Daniel J. Harvey - Compiling a functional language to LLVM, part 3

Welcome to part 3 of this series in compiling functional languages to LLVM. In part 2 we added basic control flow to our langauge with an if / then / else construct.

Today we’re going to get one important step towards a functional programming language by adding functions and variables.

By the end of today we’ll be able to make small modules such as:

function add(a: integer, b: integer) {
  a + b
}

function increment(a: integer) {
  a + 1
}

add(increment(1), add(2, 3))

However, there are quite a few things our functions won’t do.

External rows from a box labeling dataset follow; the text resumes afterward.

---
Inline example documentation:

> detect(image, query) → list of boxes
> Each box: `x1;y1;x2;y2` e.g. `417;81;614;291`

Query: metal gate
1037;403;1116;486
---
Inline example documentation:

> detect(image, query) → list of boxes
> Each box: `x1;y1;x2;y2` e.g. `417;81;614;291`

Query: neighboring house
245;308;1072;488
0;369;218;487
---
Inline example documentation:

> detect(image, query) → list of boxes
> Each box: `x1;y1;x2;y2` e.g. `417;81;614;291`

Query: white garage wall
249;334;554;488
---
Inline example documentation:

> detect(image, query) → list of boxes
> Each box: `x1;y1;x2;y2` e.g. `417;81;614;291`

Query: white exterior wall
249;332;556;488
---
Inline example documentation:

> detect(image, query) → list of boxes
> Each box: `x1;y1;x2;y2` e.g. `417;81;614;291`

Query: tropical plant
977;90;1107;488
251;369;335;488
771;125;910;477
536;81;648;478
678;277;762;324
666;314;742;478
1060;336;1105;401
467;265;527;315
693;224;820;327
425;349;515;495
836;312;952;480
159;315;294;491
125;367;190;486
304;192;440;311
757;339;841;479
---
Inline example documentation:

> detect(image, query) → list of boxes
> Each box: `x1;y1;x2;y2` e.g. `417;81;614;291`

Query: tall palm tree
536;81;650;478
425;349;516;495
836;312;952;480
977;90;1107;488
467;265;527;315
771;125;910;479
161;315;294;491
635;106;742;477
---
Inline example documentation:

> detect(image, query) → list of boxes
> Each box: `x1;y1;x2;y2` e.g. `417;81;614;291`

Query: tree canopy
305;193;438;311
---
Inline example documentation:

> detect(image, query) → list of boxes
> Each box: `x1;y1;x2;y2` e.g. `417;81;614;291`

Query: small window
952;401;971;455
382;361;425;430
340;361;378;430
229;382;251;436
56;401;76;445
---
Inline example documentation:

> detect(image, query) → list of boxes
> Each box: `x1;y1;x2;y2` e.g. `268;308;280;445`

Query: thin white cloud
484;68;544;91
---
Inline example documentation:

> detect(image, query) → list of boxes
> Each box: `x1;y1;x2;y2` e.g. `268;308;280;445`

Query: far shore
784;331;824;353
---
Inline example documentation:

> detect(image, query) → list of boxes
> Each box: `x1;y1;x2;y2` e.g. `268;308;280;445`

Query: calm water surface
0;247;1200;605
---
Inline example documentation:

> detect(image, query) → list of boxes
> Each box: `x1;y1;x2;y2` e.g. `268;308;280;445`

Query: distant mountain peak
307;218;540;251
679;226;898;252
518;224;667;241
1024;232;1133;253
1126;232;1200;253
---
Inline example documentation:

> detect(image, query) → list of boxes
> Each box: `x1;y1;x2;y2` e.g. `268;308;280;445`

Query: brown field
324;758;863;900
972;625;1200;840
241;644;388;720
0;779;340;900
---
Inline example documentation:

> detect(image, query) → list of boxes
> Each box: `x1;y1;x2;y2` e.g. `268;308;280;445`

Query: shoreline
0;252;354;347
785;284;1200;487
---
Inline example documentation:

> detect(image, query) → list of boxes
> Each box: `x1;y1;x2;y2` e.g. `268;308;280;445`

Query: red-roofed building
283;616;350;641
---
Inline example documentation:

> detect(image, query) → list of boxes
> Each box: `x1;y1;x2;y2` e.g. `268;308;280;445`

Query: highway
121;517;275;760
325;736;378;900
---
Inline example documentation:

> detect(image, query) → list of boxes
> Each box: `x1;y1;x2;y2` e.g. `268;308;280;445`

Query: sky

They can’t call themselves recursively (ie, function factorial(a: Integer) { if a == 0 then 1 else a * factorial(a - 1) }. This is to simplify the typechecker implementation for the time being rather than any limitation in LLVM - we’ll come back round to making this possible.
We must define all function arguments up front (ie, a: Integer, b: Boolean). It is possible to infer these, but let’s keep things simple for now.
Functions can only call functions defined before them. This can be solved by doing some dependency analysis before typechecking (ie, move things around to typecheck them in a sensible order). We avoid this for now, but will come back to it.
Functions can’t return other functions, they can only be defined at the top level. This is a limitation of LLVM, however in future chapters we’ll work around this by implementing closures.

OK, lets get concrete

We’re going to need some new datatypes to express all the new things we want to do.

Function

Firstly, we have a Function type.

data Function ann = Function
  { fnAnn :: ann,
    fnArgs :: [(ArgumentName, Type ann)],
    fnFunctionName :: FunctionName,
    fnBody :: Expr ann
  }
  deriving stock (Eq, Ord, Show, Functor)

This lets us describe something like:

function add(a: Integer, b: Integer) { 
  a + b 
}

Note that the function body is a single Expr, and that it can use variables a and b introduced as function arguments.

The ann type will contain file location information after parsing, and then will contain the type of the function after typechecking.

Our function implementation is very limited - we can only use variables passed into the function as arguments, and must explicitly annotate each function argument with it’s type.

Module

A Module lets us combine multiple functions and a main expression.

data Module ann = Module
  { mdFunctions :: [Function ann],
    mdExpr :: Expr ann
  }
  deriving stock (Eq, Ord, Show, Functor)

This lets us write code like:

function increment(a: Integer) {
  a + 1
}

function decrement(a: Integer) {
  a - 1
}

increment(decrement(1)) == 1

As mentioned earlier, functions can only be used in the order they are defined. Therefore decrement could call increment, but not the other way round. We can improve this in future with some basic dependency analysis.

Expr

Our Expr needs a couple of new constructors.

data Expr ann
  = EPrim ann Prim
  | EInfix ann Op (Expr ann) (Expr ann)
  | EIf ann (Expr ann) (Expr ann) (Expr ann)
  | EVar ann Identifier -- new!
  | EApply ann FunctionName [Expr ann] -- new!
  deriving stock (Eq, Ord, Show, Functor, Foldable, Traversable)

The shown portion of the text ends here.